Diagnostic and prognostic precision medicine for bvfrontotemporal dementia DIPPAFTD
The behavioural variant of frontotemporal dementia (bvFTD) is a common cause of early-onset dementia that presents with changes in behavior and personality. It is often misdiagnosed and mistaken for a psychiatric disorder, such as depression or bipolar disorder. Unlike with Alzheimer’s disease, we still lack reliable tests that enable a diagnosis of bvFTD. Recent research attention has been on hereditable forms of FTD; however, the critical challenge is how to diagnose non-familial forms of bvFTD (which accounts for 80% of all cases) early in the disease course and therefore distinguish it from late-onset psychiatric disorders that may mimic bvFTD.
Goal
The aim of the project is to contribute towards an early and accurate identification of bvFTD versus psychiatric disorders, which is crucial for appropriate management and treatment.
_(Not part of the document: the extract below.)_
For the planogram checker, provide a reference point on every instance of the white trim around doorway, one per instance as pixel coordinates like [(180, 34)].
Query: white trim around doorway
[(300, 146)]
Moreover, our results will increase the ability to predict rate of progression in non-familial bvFTD and other patients presenting with behavioral changes, that is essential for enrolment in drug trials and personalized treatments. As a subgoal we aim to determine underlying FTD pathology within the sporadic bvFTD group, to enable eventual patient stratification. Our project will contribute towards an early and accurate bvFTD identification, that is curcial for trial enrolment, whereass early PPD identification will lead to the appropriate psychatric treatments.
Approach
In this project, we will combine existing data from cohorts from several countries including clinical, neuroimaging, and blood markers combined with novel markers that were developed by the participants of the project. We will also collect data from deceased bvFTD and psychiatric patients who had their diagnosis confirmed through pathological examination of their brains in a brain bank. We will define which of the available markers are the best predictors of the bvFTD diagnosis. We will apply the identified markers in new patient cohorts to be established and by using a statistic modeling approach, we aim to create a paradigm that enables both accurate diagnosis and prediction of the clinical course (prognosis).
Results
The project has yielded relevant findings, such as that the concentrations of NfL and GFAP measured in blood were higher in sporadic bvFTD patients than in patients with psychiatric disorders. In addition, the study showed that NfL was better at distinguishing between bvFTD and psychiatric disorders than GFAP. Another finding was that FDG-PET appears to provide an excellent distinction between bvFTD and PPD. Very special is the unexpected finding that there are more men with sporadic bvFTD than women. The discovery of this sex difference has now led to new studies into sex differences in sporadic bvFTD. In addition, the study has shown that it is important to investigate sporadic bvFTD separately from hereditary bvFTD, so that important clues are no longer missed.